Task 04: The TIBER-EU Framework
TIBER-EU (Threat Intelligence-based Ethical Red Teaming) is a common framework developed by the European Central Bank that centers around the use of threat intelligence.
From the ECB TIBER-EU white paper, “The Framework for Threat Intelligence-based Ethical Red Teaming (TIBER-EU) enables European and national authorities to work with financial infrastructures and institutions (hereafter referred to collectively as ’entities’) to put in place a programme to test and improve their resilience against sophisticated cyber attacks.”
The main difference between this framework and others is the “Testing” phase that requires threat intelligence to feed the red team’s testing.
This framework encompasses a best practice rather than anything actionable from a red team perspective.
There are several public white papers and documents if you are interested in reading about this framework further,
Task 05: TTP Mapping
TTP Mapping is employed by the red cell to map adversaries’ collected TTPs to a standard cyber kill chain. Mapping TTPs to a kill chain aids the red team in planning an engagement to emulate an adversary.
To begin the process of mapping TTPs, an adversary must be selected as the target.
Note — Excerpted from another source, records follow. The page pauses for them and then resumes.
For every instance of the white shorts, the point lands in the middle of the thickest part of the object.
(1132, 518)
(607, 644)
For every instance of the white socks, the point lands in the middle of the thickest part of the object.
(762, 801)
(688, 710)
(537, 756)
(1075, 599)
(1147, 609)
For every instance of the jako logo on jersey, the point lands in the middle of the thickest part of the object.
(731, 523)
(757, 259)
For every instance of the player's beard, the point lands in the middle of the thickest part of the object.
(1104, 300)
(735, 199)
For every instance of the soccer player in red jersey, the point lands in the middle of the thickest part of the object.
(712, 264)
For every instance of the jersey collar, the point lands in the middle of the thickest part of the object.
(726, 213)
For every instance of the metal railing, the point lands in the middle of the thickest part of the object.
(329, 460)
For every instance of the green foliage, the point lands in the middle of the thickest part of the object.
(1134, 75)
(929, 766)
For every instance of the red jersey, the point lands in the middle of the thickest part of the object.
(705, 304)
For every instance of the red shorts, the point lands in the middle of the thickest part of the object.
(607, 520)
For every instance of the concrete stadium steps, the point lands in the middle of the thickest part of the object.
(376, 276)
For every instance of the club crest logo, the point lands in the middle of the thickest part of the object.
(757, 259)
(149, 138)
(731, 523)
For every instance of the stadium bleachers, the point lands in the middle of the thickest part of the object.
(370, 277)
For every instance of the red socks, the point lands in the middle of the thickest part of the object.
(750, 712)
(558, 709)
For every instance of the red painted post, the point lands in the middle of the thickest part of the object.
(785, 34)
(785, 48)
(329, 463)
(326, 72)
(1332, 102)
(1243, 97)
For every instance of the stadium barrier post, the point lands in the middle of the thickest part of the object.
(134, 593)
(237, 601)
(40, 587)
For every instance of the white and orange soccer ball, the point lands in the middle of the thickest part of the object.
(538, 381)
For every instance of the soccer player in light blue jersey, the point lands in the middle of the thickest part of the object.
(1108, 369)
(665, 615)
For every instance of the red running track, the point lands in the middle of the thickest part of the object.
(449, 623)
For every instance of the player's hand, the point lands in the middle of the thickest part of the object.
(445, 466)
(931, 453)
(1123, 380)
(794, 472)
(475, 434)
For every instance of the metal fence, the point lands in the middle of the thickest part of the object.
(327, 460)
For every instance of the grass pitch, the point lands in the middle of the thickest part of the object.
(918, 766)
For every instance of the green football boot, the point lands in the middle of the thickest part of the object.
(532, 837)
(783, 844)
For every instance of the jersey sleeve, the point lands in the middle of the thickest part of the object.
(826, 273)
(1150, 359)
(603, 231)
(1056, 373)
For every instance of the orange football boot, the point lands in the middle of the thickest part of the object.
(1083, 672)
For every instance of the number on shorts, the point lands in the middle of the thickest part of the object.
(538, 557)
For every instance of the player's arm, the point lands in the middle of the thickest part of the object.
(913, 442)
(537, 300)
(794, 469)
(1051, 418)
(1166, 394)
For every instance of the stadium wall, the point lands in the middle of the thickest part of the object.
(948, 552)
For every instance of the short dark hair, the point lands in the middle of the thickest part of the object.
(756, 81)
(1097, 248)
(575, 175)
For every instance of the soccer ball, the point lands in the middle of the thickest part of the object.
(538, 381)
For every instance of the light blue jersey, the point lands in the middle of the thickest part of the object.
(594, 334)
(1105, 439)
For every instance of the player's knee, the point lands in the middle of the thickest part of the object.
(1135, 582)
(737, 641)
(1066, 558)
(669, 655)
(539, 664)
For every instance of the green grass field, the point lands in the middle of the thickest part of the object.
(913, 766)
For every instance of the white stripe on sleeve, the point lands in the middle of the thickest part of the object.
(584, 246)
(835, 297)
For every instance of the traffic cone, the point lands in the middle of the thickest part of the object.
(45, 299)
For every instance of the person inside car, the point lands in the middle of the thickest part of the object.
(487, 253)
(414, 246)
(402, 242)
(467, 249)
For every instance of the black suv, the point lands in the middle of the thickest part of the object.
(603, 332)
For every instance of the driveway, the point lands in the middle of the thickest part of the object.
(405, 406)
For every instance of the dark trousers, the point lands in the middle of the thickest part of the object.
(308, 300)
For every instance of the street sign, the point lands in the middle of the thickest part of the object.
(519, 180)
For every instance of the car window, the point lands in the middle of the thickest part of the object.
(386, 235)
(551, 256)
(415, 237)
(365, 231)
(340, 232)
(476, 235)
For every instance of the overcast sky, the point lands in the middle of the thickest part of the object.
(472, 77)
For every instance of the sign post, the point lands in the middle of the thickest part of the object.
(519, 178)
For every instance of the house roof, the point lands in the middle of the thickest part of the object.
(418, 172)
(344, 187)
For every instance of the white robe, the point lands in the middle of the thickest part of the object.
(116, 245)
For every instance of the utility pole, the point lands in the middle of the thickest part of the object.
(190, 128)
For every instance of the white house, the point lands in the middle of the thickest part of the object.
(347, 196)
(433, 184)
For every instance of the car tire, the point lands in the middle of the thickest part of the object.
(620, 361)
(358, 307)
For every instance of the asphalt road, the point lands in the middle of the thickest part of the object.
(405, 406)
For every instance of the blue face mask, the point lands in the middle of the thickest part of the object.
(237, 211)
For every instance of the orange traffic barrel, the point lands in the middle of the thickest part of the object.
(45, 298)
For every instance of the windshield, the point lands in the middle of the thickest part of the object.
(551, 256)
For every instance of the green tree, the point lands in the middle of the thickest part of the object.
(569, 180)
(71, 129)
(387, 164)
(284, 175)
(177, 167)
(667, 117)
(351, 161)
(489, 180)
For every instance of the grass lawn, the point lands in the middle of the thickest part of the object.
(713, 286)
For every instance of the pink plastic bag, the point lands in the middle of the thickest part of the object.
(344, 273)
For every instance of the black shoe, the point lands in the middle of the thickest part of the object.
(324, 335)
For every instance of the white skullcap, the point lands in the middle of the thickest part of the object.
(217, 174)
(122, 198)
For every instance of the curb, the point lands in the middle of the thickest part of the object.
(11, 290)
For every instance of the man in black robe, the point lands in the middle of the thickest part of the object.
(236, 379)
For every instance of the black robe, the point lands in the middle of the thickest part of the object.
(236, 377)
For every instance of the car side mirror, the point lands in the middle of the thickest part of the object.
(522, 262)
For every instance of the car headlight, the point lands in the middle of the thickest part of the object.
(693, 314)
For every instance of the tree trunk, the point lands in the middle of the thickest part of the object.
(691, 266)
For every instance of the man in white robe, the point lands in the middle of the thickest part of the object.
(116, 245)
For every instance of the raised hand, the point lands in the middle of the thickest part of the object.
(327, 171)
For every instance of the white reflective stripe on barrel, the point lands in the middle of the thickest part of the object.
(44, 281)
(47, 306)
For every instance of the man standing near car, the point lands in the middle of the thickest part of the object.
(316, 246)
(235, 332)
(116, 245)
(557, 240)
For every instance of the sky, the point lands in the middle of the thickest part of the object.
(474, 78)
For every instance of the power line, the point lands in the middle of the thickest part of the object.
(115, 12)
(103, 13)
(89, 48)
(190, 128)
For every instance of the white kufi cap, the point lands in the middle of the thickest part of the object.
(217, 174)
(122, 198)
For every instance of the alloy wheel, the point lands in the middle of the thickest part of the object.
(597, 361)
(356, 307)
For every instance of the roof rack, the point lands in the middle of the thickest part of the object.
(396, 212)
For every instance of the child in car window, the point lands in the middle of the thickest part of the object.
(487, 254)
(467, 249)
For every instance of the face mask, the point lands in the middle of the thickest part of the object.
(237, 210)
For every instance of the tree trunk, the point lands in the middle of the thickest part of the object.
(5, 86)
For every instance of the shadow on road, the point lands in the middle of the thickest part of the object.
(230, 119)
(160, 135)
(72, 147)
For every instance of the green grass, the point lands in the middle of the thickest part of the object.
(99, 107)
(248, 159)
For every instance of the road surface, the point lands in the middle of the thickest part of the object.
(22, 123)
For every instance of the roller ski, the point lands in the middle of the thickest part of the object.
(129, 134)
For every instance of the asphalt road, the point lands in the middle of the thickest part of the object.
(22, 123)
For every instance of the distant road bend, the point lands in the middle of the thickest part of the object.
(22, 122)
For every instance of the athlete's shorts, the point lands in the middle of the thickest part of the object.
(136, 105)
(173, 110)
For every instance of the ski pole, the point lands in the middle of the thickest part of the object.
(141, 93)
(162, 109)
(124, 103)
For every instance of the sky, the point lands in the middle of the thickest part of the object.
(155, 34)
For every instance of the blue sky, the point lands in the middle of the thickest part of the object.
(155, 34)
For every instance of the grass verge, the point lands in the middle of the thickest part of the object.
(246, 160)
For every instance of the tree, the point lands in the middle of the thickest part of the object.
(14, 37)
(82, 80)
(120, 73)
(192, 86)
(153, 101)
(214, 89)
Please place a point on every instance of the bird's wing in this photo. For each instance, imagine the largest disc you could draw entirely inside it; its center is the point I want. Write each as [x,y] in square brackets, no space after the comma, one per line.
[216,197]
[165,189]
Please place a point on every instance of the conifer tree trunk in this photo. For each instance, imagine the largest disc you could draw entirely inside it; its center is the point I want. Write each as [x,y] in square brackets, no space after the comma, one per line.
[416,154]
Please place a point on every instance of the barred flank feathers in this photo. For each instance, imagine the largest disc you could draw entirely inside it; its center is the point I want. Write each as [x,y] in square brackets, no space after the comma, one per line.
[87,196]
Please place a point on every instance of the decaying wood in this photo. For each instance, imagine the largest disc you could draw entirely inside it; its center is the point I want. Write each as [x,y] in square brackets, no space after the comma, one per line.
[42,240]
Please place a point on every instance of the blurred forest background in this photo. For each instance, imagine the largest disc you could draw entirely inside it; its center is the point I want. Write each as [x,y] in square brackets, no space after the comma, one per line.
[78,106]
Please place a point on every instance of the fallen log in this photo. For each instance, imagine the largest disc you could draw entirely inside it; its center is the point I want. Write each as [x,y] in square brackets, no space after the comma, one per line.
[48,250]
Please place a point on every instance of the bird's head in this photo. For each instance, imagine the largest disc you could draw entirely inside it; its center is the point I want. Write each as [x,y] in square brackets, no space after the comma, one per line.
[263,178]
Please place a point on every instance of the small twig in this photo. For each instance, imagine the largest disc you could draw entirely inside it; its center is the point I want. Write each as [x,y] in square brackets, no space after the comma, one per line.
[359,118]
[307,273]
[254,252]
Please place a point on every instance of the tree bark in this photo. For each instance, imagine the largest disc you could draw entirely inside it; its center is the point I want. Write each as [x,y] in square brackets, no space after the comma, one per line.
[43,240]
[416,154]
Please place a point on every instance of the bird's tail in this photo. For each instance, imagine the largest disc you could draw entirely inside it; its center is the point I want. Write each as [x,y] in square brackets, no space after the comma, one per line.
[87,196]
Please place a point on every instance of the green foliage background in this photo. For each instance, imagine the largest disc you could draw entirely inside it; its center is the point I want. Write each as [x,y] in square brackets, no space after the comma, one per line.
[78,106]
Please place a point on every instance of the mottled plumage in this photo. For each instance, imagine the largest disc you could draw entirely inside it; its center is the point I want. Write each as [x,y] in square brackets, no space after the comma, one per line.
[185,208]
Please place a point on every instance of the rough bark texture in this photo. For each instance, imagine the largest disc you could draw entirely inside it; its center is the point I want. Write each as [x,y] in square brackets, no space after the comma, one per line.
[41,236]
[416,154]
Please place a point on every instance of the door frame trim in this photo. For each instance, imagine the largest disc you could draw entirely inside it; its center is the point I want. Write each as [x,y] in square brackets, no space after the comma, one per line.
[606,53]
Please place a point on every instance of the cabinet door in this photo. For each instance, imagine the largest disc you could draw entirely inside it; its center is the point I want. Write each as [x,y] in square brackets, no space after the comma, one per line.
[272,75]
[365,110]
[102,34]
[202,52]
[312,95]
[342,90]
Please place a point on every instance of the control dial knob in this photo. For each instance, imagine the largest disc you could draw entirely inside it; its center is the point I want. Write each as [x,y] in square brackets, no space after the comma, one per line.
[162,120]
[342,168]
An adversary can be chosen based on,
- Target Industry
- Employed Attack Vectors
- Country of Origin
- Other Factors
As an example for this task, we have decided to use APT 39, a cyber-espionage group run by the Iranian ministry, known for targeting a wide variety of industries.
We will use the Lockheed Martin cyber kill chain as our standard cyber kill chain to map TTPs.
The first cyber framework we will be collecting TTPs from is MITRE ATT&CK. If you are not familiar with MITRE ATT&CK, it provides IDs and descriptions of categorized TTPs. For more information about MITRE and how to use ATT&CK, check out the MITRE room.
ATT&CK provides a basic summary of a group’s collected TTPs. We can use ATT&CK Navigator to help us visualize each TTP and categorize its place in the kill chain. Navigator visualizes the ATT&CK chain with the adversaries’ designated TTPs highlighted under the corresponding sub-section.
To use the ATT&CK Navigator: navigate to the groups summary page, next to “Techniques Used,” navigate to “ATT&CK Navigator Layers,” from the dropdown navigate to “view.” An ATT&CK Navigator layer should have opened with the selected group’s TTPs highlighted in a new tab.
Going through the Navigator layer, we can assign various TTPs we want to employ during the engagement. Below is a compiled kill chain with mapped TTPs for APT39.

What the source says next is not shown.